How To Compete Against All-Cash Offers


May 25th 2022

All-cash offers are typically preferred by home sellers since they’re pretty close to a sure thing. Without the need for a lender to approve a mortgage, the deal is all but guaranteed to go through.

As an agent in a competitive real estate market like Cape May County, I notice that many people think most, if not all buyers, are buying homes with cash. This isn’t always true, but nonetheless, this myth tends to scare off buyers who need financing from even trying to compete.

However, I can tell you from personal experience: It is entirely possible to beat an all-cash offer, even if you have a mortgage and other strikes against you. How? Allow me to explain.

How to beat an all-cash offer

It’s important for buyers to understand the difference between a pre-qualification, pre-approval, and a fully underwritten pre-approval. In order to beat an all-cash offer, you have to put the time in upfront and be as watertight as possible with your financier’s backing from the moment negotiations begin.
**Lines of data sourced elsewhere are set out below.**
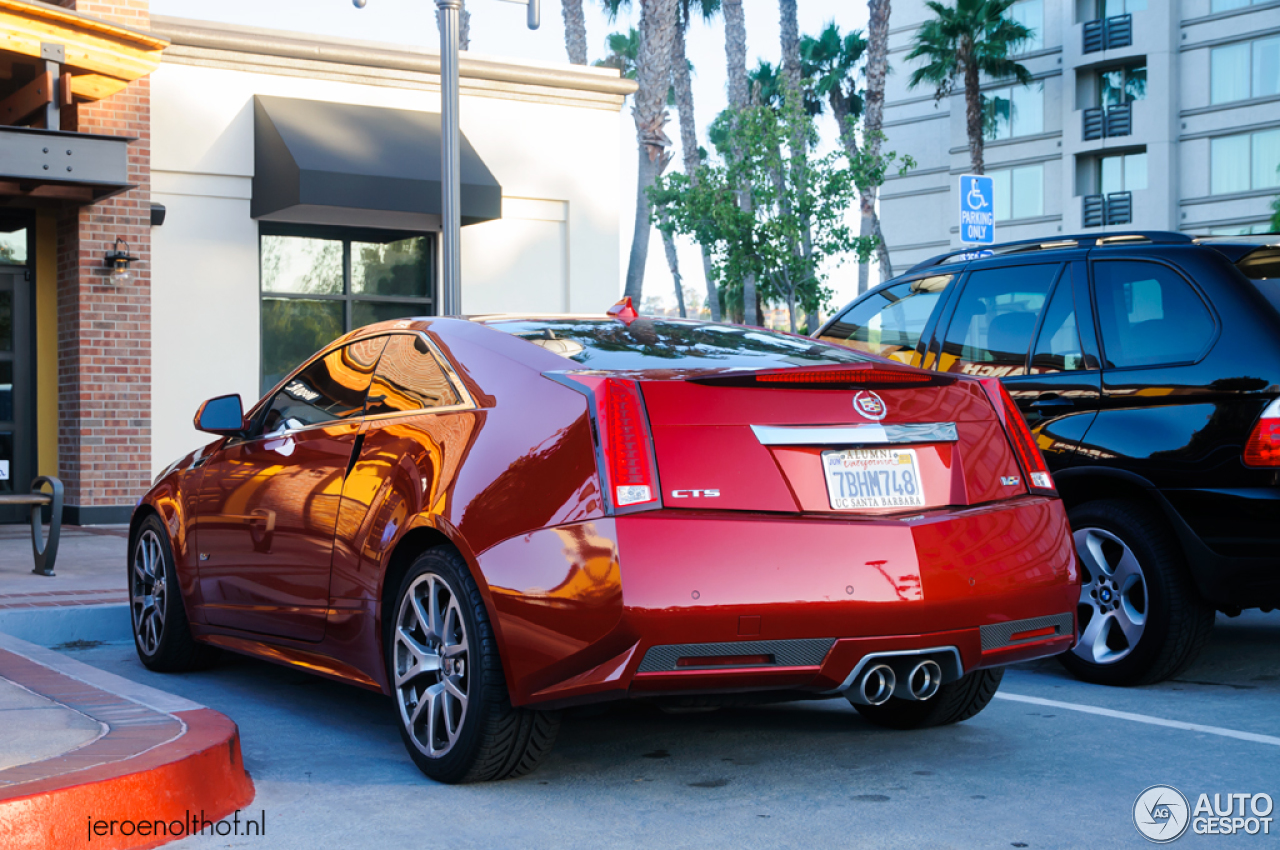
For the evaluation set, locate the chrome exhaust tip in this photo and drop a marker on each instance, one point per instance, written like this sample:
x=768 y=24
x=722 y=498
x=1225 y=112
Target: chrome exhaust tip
x=874 y=686
x=922 y=681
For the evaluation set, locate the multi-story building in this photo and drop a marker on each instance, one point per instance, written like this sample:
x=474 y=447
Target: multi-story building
x=1142 y=115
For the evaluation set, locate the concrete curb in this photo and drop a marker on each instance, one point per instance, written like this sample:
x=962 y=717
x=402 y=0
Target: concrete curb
x=165 y=767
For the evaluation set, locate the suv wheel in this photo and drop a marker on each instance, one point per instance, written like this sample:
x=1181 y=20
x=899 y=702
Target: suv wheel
x=447 y=684
x=1141 y=618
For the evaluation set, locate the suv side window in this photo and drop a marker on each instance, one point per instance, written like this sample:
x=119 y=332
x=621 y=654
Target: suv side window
x=1148 y=315
x=991 y=329
x=408 y=379
x=329 y=389
x=1057 y=348
x=890 y=321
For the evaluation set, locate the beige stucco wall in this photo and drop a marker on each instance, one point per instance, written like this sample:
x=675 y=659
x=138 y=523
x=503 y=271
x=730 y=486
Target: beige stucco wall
x=554 y=250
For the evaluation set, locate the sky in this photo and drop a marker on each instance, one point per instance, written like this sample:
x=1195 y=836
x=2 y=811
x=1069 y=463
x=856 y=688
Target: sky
x=498 y=28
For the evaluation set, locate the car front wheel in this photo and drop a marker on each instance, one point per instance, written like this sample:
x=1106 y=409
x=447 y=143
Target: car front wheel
x=451 y=699
x=1139 y=616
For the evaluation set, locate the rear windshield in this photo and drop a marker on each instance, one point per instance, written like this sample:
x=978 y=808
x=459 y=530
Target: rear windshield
x=1262 y=266
x=656 y=343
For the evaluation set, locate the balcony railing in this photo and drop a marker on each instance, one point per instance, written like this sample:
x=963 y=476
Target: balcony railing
x=1109 y=33
x=1114 y=208
x=1107 y=123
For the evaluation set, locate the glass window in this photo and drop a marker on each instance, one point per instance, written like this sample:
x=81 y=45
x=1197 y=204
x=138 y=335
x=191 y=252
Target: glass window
x=1031 y=14
x=1018 y=110
x=888 y=323
x=656 y=343
x=13 y=247
x=1123 y=173
x=1243 y=163
x=321 y=282
x=408 y=378
x=991 y=329
x=329 y=389
x=1229 y=73
x=1059 y=344
x=1148 y=315
x=1019 y=192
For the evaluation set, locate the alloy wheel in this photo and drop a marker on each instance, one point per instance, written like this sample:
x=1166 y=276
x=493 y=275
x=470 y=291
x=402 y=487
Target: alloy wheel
x=149 y=592
x=432 y=665
x=1114 y=598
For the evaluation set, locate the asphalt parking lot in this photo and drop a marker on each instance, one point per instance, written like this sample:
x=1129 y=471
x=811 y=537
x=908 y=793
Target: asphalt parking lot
x=1051 y=763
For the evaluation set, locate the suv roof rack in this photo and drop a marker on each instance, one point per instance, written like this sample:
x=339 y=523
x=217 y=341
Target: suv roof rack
x=1079 y=241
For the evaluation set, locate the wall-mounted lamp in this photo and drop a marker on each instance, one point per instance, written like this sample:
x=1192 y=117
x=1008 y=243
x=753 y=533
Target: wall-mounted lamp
x=118 y=261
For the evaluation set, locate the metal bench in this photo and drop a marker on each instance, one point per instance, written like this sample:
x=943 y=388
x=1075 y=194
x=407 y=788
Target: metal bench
x=44 y=551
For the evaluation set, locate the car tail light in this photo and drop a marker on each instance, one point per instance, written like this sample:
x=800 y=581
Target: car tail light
x=1264 y=446
x=844 y=376
x=627 y=467
x=1029 y=456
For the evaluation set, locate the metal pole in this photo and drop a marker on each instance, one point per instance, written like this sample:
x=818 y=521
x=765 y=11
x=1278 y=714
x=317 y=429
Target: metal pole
x=451 y=161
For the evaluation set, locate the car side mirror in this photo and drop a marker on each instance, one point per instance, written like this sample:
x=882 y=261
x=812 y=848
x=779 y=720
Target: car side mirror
x=223 y=415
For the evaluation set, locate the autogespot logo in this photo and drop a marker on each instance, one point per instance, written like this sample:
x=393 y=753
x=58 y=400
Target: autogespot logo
x=1161 y=813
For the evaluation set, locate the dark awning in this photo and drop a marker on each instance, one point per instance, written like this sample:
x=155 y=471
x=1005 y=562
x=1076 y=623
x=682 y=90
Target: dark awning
x=51 y=168
x=321 y=163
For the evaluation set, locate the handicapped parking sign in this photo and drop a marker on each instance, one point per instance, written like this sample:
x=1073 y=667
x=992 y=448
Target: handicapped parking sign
x=977 y=209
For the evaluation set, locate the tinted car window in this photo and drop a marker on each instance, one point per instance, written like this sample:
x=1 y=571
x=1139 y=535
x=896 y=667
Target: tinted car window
x=890 y=321
x=1057 y=348
x=408 y=378
x=1148 y=315
x=329 y=389
x=991 y=329
x=653 y=343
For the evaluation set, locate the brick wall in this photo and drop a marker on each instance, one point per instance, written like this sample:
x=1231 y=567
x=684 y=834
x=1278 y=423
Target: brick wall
x=104 y=332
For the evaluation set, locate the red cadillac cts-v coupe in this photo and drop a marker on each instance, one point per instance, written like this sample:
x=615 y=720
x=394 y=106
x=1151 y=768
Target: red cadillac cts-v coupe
x=492 y=519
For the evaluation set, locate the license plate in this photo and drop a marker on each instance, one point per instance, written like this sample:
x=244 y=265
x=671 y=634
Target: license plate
x=873 y=478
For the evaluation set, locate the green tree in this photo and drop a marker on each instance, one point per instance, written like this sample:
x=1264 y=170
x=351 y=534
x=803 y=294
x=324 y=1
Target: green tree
x=758 y=238
x=967 y=40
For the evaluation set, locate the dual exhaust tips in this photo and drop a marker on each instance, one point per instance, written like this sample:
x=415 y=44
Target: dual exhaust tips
x=880 y=681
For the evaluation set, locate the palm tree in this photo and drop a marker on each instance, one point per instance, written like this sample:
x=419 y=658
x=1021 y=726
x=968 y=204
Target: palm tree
x=658 y=26
x=970 y=39
x=681 y=80
x=575 y=31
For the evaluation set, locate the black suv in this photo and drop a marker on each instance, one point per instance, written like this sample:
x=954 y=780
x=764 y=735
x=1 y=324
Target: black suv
x=1148 y=366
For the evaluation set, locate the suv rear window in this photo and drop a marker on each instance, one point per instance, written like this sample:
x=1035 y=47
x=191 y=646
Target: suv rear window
x=656 y=343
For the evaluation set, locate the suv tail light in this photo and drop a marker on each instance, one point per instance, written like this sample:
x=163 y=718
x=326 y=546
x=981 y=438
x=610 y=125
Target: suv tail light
x=629 y=471
x=1264 y=446
x=1029 y=456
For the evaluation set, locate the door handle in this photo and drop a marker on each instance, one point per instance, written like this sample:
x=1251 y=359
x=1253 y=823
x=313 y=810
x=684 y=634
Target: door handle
x=1051 y=401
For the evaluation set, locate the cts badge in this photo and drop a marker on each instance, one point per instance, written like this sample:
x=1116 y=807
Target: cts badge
x=869 y=405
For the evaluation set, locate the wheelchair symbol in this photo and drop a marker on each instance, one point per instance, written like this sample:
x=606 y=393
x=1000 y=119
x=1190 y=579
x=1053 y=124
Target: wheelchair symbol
x=976 y=200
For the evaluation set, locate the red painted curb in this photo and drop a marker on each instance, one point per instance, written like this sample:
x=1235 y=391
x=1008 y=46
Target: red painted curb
x=199 y=775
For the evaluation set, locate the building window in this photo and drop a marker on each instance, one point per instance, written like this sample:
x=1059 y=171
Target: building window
x=1226 y=5
x=1244 y=163
x=1248 y=69
x=1018 y=110
x=1112 y=8
x=1121 y=173
x=1121 y=86
x=1019 y=192
x=1031 y=14
x=319 y=283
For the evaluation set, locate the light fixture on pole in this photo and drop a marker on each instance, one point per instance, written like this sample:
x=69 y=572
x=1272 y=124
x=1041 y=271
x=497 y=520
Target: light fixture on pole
x=448 y=13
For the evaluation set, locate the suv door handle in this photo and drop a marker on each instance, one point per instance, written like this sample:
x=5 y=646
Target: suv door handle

What is pre-qualification?

Pre-qualification is the most surface-level document your lender can give you. It acknowledges that the bank has received all of your self-provided information either verbally or through an online loan application. The problem with a pre-qualification is that the bank hasn’t been provided with any official documents to verify income or assets.

A seller's agent (representing the homeowners selling their property) is well aware of the looseness associated with a pre-qualification letter and would likely advise his or her clients that the guarantee of cash makes more sense.

What is a pre-approval?

This is the next tier of assuredness. The difference between a pre-approval and a pre-qualification is that, with a pre-approval, income and asset documents have been provided and reviewed by a lender. Most buyers using financing submit an offer with a pre-approval in hand, as most listing agents require one to even consider an offer.

The pre-approval still has holes, however. A review of financial documents is only as good as the person reviewing them. Sadly, many lenders either don’t know how to review these documents in detail, or they do a cursory review.

The reason listing agents prefer cash is because lenders are the biggest variable in the transaction. So it’s crucial you choose the right one.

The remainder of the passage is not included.